A red-haired man pounded across the ground in front of them, a wood axe in his fist. Wonderful calmly put an arrow through his cheek at six strides distant and he came up short, clapping a hand to his face, still stumbling towards her. She stepped to meet him with a fighting scream, swept her sword out and around and took his head right off. It spun into the air, showering blood, and dropped in the pig pen. Craw wondered for a moment if the poor bastard still knew what was going on.
Then he saw the heavy door of the hall being swung shut, a pale face at the edge. “Door!” he bellowed, and ran for it, pounding across squelching mud and up the wooden steps, making the boards rattle. He shoved one bloody, muddy boot in the gap just as the door was slammed and gave a howl, eyes bulging, pain lancing up his leg. “My foot! Fuck!”
There were a dozen Fox Clan or more crowded around the end of the yard now, growling and grunting louder and uglier than the hogs. They waved jagged swords, axes, rough clubs in their fists, a few with shields too, one at the front with a rusted chain hauberk on, tattered at the hem, straggling hair tangled with rings of rough-forged silver.
“Back.” Whirrun stood tall in front of them, holding out his sword at long arm’s length, hilt up, like it was some magic charm to ward off evil. “Back, and you needn’t die today.”
The one in mail spat, then snarled back at him in broken Northern. “Show us your iron, thief!”
“Then I will. Look upon the Father of Swords, and look your last.” And Whirrun drew it from the sheath.
Men might’ve had a hundred names for it—Dawn Razor, Grave-Maker, Blood Harvest, Highest and Lowest, Scac-ang-Gaioc in the valley tongue which means the Splitting of the World, and so on, and so on—but Craw had to admit it was a disappointing length of metal. There was no flame, no golden light, no distant trumpets or mirrored steel. Just the gentle scrape as long blade came free of stained leather, the flat gray of damp slate, no shine or ornament about it, except for the gleam of something engraved down near the plain, dull crosspiece.

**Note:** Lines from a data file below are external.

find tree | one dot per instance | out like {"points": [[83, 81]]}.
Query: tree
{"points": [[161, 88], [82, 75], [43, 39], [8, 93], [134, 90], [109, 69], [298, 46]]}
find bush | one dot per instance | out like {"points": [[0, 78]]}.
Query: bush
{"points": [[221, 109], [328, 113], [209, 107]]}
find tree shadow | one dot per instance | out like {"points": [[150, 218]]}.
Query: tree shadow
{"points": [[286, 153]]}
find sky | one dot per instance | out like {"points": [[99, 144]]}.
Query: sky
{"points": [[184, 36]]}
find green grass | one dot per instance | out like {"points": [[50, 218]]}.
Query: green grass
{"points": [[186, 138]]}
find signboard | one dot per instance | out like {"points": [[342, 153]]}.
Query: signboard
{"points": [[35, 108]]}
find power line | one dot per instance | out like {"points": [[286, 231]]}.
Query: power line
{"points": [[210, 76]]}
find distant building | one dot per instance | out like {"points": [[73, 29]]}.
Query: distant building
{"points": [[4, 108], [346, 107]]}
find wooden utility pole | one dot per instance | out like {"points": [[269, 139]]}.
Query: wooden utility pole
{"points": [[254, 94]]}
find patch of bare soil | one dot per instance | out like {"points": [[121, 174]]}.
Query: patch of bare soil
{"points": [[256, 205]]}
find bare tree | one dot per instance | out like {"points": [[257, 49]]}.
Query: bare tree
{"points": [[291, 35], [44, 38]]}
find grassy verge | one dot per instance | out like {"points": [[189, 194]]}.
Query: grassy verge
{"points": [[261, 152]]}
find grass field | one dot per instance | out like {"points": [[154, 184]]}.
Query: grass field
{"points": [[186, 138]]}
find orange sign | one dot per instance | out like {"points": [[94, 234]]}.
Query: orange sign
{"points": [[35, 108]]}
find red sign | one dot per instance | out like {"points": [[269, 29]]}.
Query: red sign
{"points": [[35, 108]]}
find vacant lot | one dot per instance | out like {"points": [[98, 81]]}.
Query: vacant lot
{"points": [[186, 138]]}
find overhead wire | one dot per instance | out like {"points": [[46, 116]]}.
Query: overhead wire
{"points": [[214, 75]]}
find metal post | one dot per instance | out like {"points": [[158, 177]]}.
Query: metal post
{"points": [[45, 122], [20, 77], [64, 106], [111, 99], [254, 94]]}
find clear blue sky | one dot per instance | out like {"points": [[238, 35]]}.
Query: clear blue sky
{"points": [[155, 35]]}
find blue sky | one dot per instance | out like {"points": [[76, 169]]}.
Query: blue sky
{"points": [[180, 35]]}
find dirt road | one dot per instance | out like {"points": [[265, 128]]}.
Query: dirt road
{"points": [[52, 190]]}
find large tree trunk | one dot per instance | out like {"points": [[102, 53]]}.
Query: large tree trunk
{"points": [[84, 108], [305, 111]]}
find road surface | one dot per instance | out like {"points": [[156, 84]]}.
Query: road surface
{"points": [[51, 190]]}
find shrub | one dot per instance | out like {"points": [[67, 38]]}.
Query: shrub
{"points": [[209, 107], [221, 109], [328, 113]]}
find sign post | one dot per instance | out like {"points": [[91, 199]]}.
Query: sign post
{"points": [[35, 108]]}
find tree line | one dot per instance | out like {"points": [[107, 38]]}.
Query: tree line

But Craw had other worries than that Whirrun’s sword wasn’t worth all the songs. “Door!” he squealed at Yon, scrabbling at the edge of it with his left hand, all tangled up with his shield, shoving his sword through the gap and waving it about to no effect. “My fucking foot!”
Yon roared as he pounded up the steps and rammed into the door with his shoulder. It gave all of a sudden, tearing from its hinges and crushing some fool underneath. Him and Craw burst stumbling into the room beyond, dim as twilight, hazy with scratchy-sweet smoke. A shape came at Craw and he whipped his shield up on an instinct, felt something thud into it, splinters flying in his face. He reeled off-balance, crashed into something else, metal clattering, pottery shattering. Someone loomed up, a ghostly face, a necklace of rattling teeth. Craw lashed at him with his sword, and again, and again, and he went down, white-painted face spattered with red.